Secure Equipment Act of 2021
- Long title: To ensure that the Federal Communications Commission prohibits authorization of radio frequency devices that pose a national security risk.
- Enacted by: the 117th United States Congress
- Effective: November 11, 2021

Citations
- Public law: Pub. L. 117–55 (text) (PDF)
- Statutes at Large: 135 Stat. 423

Legislative history
- Introduced in the House of Representatives as H.R. 3919 the Secure Equipment Act of 2021 by Steve Scalise (R–LA) on June 15, 2021; Committee consideration by House Energy and Commerce; Passed the House on October 20, 2021 (); Passed the Senate as the Secure Equipment Act on October 28, 2021 ; Signed into law by President Joe Biden on November 1, 2021;

= Secure Equipment Act =

United States legislation protecting U.S. networks and supply chains

The Secure Equipment Act of 2021 (Pub.L.117-55, H.R.3919, 135 Stat. 423) is a U.S. federal statute enacted by the 117th United States Congress and signed into law by President Joe Biden on November 11, 2021. This law requires the U.S. Federal Communications Commission (FCC) to issue rules stating that it will no longer review or approve any authorization application for equipment that poses an unacceptable risk to national security.

==Background and provisions==
In March 2021, the FCC identified five Chinese companies as threats to national security under the Secure and Trusted Communications Networks Act of 2019 to protect U.S. communications networks. The companies included Huawei, ZTE, Hytera Communications, Hangzhou Hikvision Digital Technology, and Zhejiang Dahua Technology.

In June 2021, the FCC issued new rules which would prohibit all future authorizations of telecommunications and video surveillance equipment from the five companies due to “an unacceptable risk” to U.S. national security. FCC Commissioner Brendan Carr stated that since 2018, the FCC had approved over 3,000 applications from Huawei. He said the Secure Equipment Act would "help to ensure that insecure gear from companies like Huawei and ZTE can no longer be inserted into America's communications networks."

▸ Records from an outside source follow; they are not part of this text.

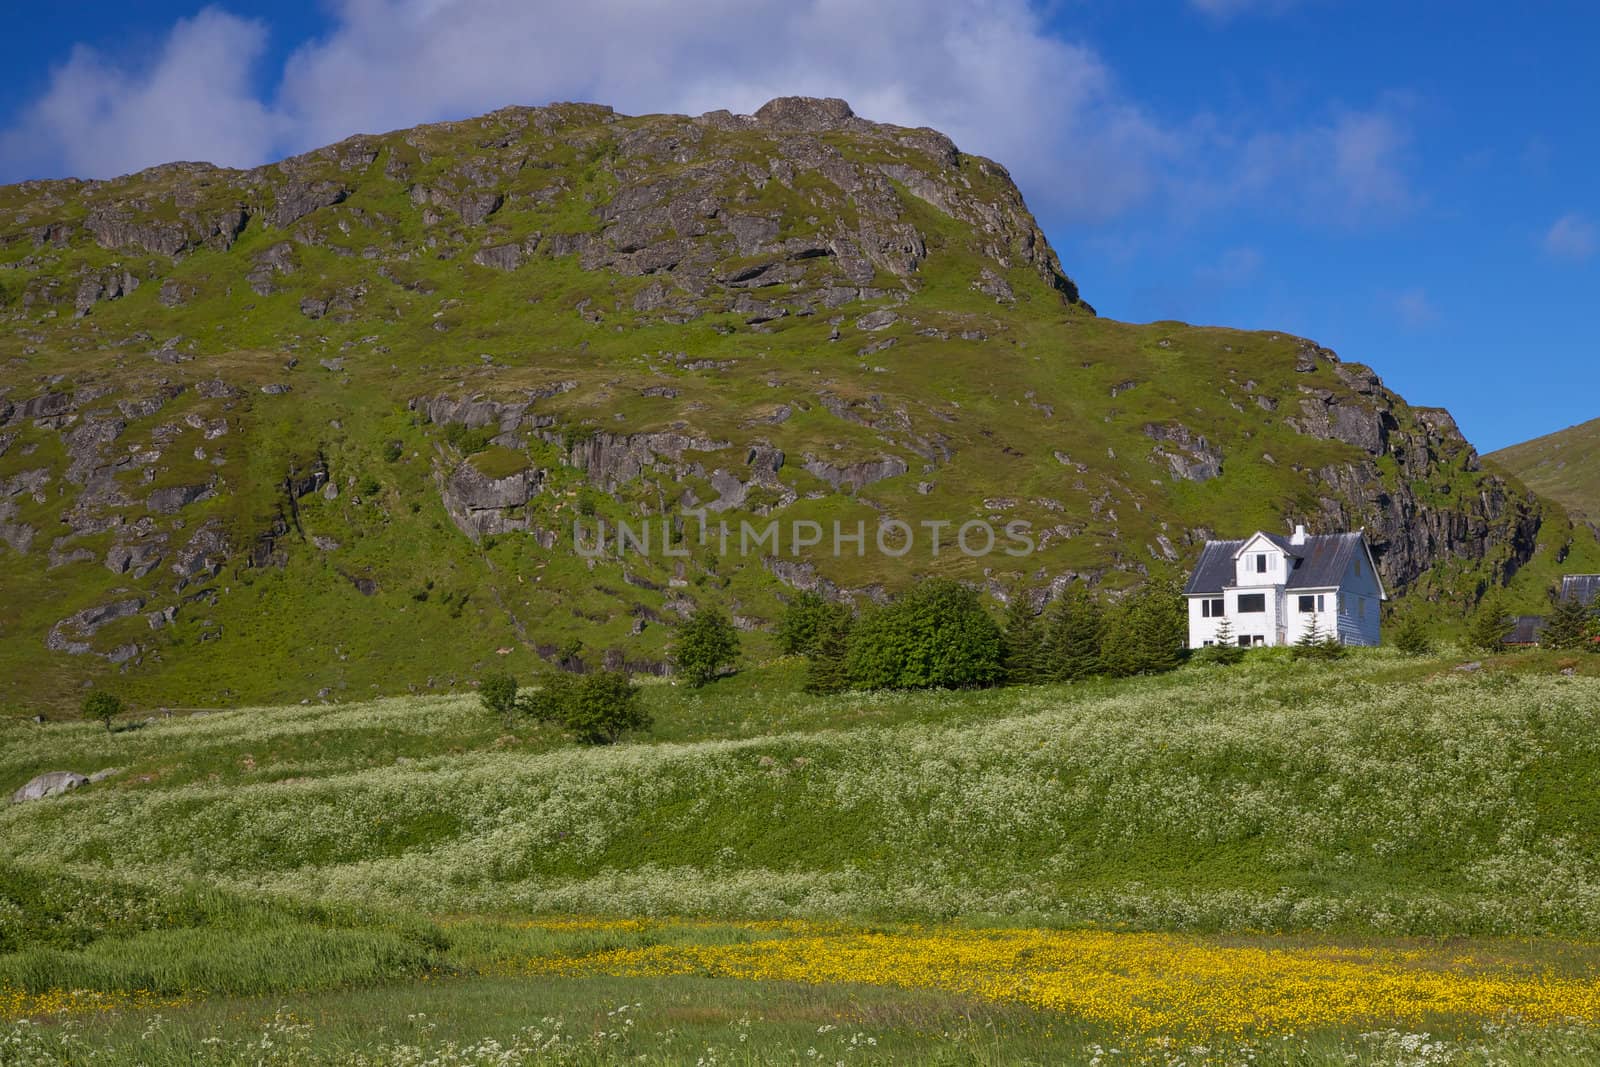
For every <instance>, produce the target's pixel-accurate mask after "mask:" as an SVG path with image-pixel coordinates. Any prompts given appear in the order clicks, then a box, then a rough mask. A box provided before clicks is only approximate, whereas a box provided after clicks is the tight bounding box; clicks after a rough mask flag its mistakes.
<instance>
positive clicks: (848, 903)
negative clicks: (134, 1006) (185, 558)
mask: <svg viewBox="0 0 1600 1067" xmlns="http://www.w3.org/2000/svg"><path fill="white" fill-rule="evenodd" d="M1440 667H1442V664H1434V665H1432V667H1421V669H1419V667H1414V665H1410V664H1406V662H1403V661H1400V659H1397V657H1390V656H1386V654H1373V656H1365V657H1357V659H1354V661H1344V662H1341V664H1333V665H1306V664H1290V662H1286V661H1280V659H1277V657H1262V659H1258V661H1256V662H1251V664H1246V665H1245V667H1242V669H1232V670H1219V669H1186V670H1182V672H1179V673H1176V675H1173V677H1168V678H1158V680H1146V681H1142V683H1134V685H1123V686H1102V688H1098V689H1062V688H1048V686H1046V688H1030V689H1013V691H1002V693H989V694H979V696H958V697H955V699H954V701H950V704H954V705H955V710H954V713H950V717H947V718H942V720H941V718H938V717H926V718H923V717H920V712H917V710H915V709H922V707H936V704H938V702H939V701H941V699H944V697H942V696H941V694H930V696H926V697H923V699H925V701H926V704H918V702H907V699H906V697H898V696H896V697H885V696H845V697H830V701H827V702H818V704H813V709H816V707H826V709H827V713H826V718H824V720H822V728H818V729H811V731H790V733H776V734H770V736H755V737H738V739H722V741H688V742H662V744H629V745H619V747H614V749H603V750H576V749H570V747H560V749H552V750H542V752H539V750H534V752H528V750H518V747H517V745H504V747H499V749H496V747H493V745H486V747H480V749H477V750H467V752H461V753H459V755H453V753H440V755H434V757H429V758H422V760H416V761H411V763H400V765H395V763H392V761H389V763H386V765H382V766H368V768H360V769H330V771H326V773H322V774H317V773H310V774H299V776H294V777H293V779H291V781H261V779H256V781H248V779H246V781H238V779H235V781H232V782H229V781H218V782H211V781H205V779H202V781H189V782H187V784H179V785H173V787H163V785H162V782H160V781H157V782H149V784H139V782H128V781H120V782H117V784H114V785H112V787H106V785H101V787H94V789H90V790H83V792H82V793H78V795H72V797H66V798H61V800H54V801H50V803H38V805H22V806H14V808H10V809H6V811H3V813H0V835H3V837H5V840H6V843H8V848H10V849H11V854H13V856H14V857H16V861H19V862H22V864H30V865H40V864H43V865H51V867H67V869H72V870H80V872H110V870H115V872H120V873H122V875H123V877H126V878H133V880H139V881H152V883H171V881H174V880H176V881H184V880H205V881H206V883H211V885H218V886H226V888H232V889H235V891H270V893H274V894H286V896H290V897H296V899H315V901H346V902H378V904H384V905H392V907H403V909H411V907H421V909H427V910H435V912H443V910H507V909H510V910H534V912H549V910H568V912H570V910H584V912H594V910H602V912H616V913H653V915H661V913H701V915H747V917H763V915H765V917H779V915H811V917H826V915H885V917H923V918H938V917H952V915H965V917H973V915H984V913H990V915H1005V917H1013V918H1024V920H1029V921H1045V923H1085V921H1088V923H1131V925H1139V926H1158V928H1184V929H1234V928H1258V929H1346V931H1365V933H1414V934H1490V933H1518V934H1530V933H1544V931H1563V933H1571V934H1589V933H1592V931H1595V929H1600V889H1597V888H1595V886H1600V859H1597V853H1595V849H1594V848H1592V845H1594V843H1595V840H1597V835H1600V803H1597V801H1594V800H1592V798H1594V797H1597V795H1600V790H1597V789H1595V787H1597V785H1600V683H1597V681H1595V680H1594V678H1587V677H1570V678H1568V677H1560V675H1533V673H1510V672H1491V670H1485V672H1478V673H1461V672H1453V670H1443V669H1440ZM674 699H682V697H674ZM707 699H709V701H715V696H709V697H707ZM741 699H744V697H741ZM789 699H790V697H776V701H778V702H782V701H789ZM907 709H912V710H910V712H907ZM408 712H410V713H411V715H414V717H426V715H430V713H438V715H440V717H442V718H443V720H446V721H448V720H450V717H467V715H470V713H472V712H470V709H464V707H461V705H459V702H454V704H453V702H414V704H408V702H381V704H373V705H362V707H350V709H339V710H338V712H334V713H333V717H331V718H330V720H328V721H326V725H325V726H322V728H318V721H317V720H315V718H314V717H310V715H307V713H304V712H299V710H291V712H286V713H283V715H282V717H280V715H278V713H267V712H262V713H256V715H243V713H235V715H229V717H216V721H214V720H195V721H182V723H181V721H176V720H174V721H173V723H170V725H168V723H163V725H160V726H157V728H150V729H152V731H154V729H160V734H162V741H163V744H162V758H163V760H166V761H168V763H173V765H178V766H181V765H182V763H184V758H186V747H187V745H195V749H197V750H206V752H214V750H216V747H218V745H232V747H234V750H235V752H237V750H258V749H259V747H261V744H262V742H269V741H270V739H272V737H280V736H283V734H285V733H304V736H312V737H318V736H320V737H322V741H320V744H323V747H326V749H328V750H330V752H333V750H336V749H339V747H341V745H342V744H344V742H342V741H341V739H339V737H341V733H352V734H354V736H366V731H368V729H370V728H371V726H373V725H374V723H394V725H395V728H397V729H405V726H403V723H405V717H406V713H408ZM877 721H886V723H891V725H872V723H877ZM848 723H867V725H858V726H848ZM664 729H666V731H669V733H670V731H672V729H674V726H672V725H667V726H664ZM46 733H48V731H46ZM139 733H141V734H142V733H144V731H139ZM72 737H74V741H72V742H70V744H80V741H78V737H80V736H78V734H74V736H72ZM35 744H45V742H35ZM138 744H144V741H142V737H141V739H139V741H138ZM330 758H333V757H330ZM341 758H342V757H341ZM301 769H307V768H306V766H304V765H301ZM178 777H181V776H178Z"/></svg>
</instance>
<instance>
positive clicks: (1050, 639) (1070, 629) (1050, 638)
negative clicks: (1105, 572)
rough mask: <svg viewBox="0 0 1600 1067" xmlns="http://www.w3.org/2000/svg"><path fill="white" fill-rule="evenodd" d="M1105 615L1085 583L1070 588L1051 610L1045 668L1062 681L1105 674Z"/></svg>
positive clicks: (1061, 594)
mask: <svg viewBox="0 0 1600 1067" xmlns="http://www.w3.org/2000/svg"><path fill="white" fill-rule="evenodd" d="M1102 630H1104V613H1102V611H1101V606H1099V601H1098V600H1096V598H1094V593H1091V592H1090V589H1088V585H1086V584H1083V582H1072V584H1070V585H1067V589H1066V592H1062V593H1061V598H1059V600H1056V603H1054V606H1053V608H1051V609H1050V622H1048V625H1046V648H1045V669H1046V672H1048V673H1050V675H1051V677H1054V678H1056V680H1058V681H1082V680H1083V678H1093V677H1094V675H1098V673H1101V670H1102V667H1101V635H1102Z"/></svg>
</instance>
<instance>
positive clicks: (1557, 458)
mask: <svg viewBox="0 0 1600 1067" xmlns="http://www.w3.org/2000/svg"><path fill="white" fill-rule="evenodd" d="M1485 459H1488V461H1490V462H1493V464H1496V466H1499V467H1504V469H1506V470H1510V472H1512V474H1514V475H1517V477H1518V478H1522V480H1523V483H1526V485H1528V488H1531V490H1534V491H1538V493H1539V494H1541V496H1544V498H1549V499H1552V501H1557V502H1560V504H1562V506H1565V507H1566V509H1570V510H1573V512H1576V514H1579V515H1584V517H1587V518H1589V520H1590V522H1600V419H1592V421H1589V422H1584V424H1581V426H1571V427H1566V429H1565V430H1557V432H1555V434H1546V435H1544V437H1536V438H1533V440H1531V442H1523V443H1522V445H1512V446H1510V448H1502V450H1499V451H1498V453H1490V454H1488V456H1485Z"/></svg>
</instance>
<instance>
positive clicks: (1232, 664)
mask: <svg viewBox="0 0 1600 1067" xmlns="http://www.w3.org/2000/svg"><path fill="white" fill-rule="evenodd" d="M1203 659H1205V661H1206V662H1213V664H1219V665H1222V667H1232V665H1234V664H1237V662H1240V661H1243V659H1245V646H1243V645H1240V643H1238V640H1237V638H1235V637H1234V624H1232V622H1230V621H1229V619H1226V617H1224V619H1222V621H1221V622H1219V624H1218V627H1216V645H1211V646H1210V648H1206V649H1205V654H1203Z"/></svg>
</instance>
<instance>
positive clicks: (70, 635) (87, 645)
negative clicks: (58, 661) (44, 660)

The law, codified in 47 U.S. Code § 1601, mandates that the FCC establish rules that “clarify” that FCC will “no longer review or approve” authorizations for any equipment on the FCC's list of "covered communications equipment or services" deemed to pose a security risk. This list focuses on equipment identified as a threat to national security or the safety of U.S. citizens.

==Procedural history==

H.R.3919 was introduced into the U.S. House of Representatives on June 15, 2021, by Rep. Steve Scalise (R-LA) with 22 cosponsors.

On October 19, 2021, the House considered the bill under suspension of the rules, requiring a two-thirds majority. It passed 420–4 on October 20, 2021.

The U.S. Senate passed the bill without amendments by unanimous consent on October 28, 2021.

The bill was presented to President Biden on November 3, 2021, and signed into law on November 11, 2021.
==Impact==

The Secure Equipment Act is viewed as blocking Chinese telecommunications firms like Huawei and ZTE from obtaining new equipment licenses from the U.S. government.

To implement the law, on November 25, 2022, the FCC finalized rules banning the approval of new telecommunications equipment from Huawei, ZTE, Dahua Technology, Hikvision, and Hytera Communications, citing unacceptable risks to U.S. national security.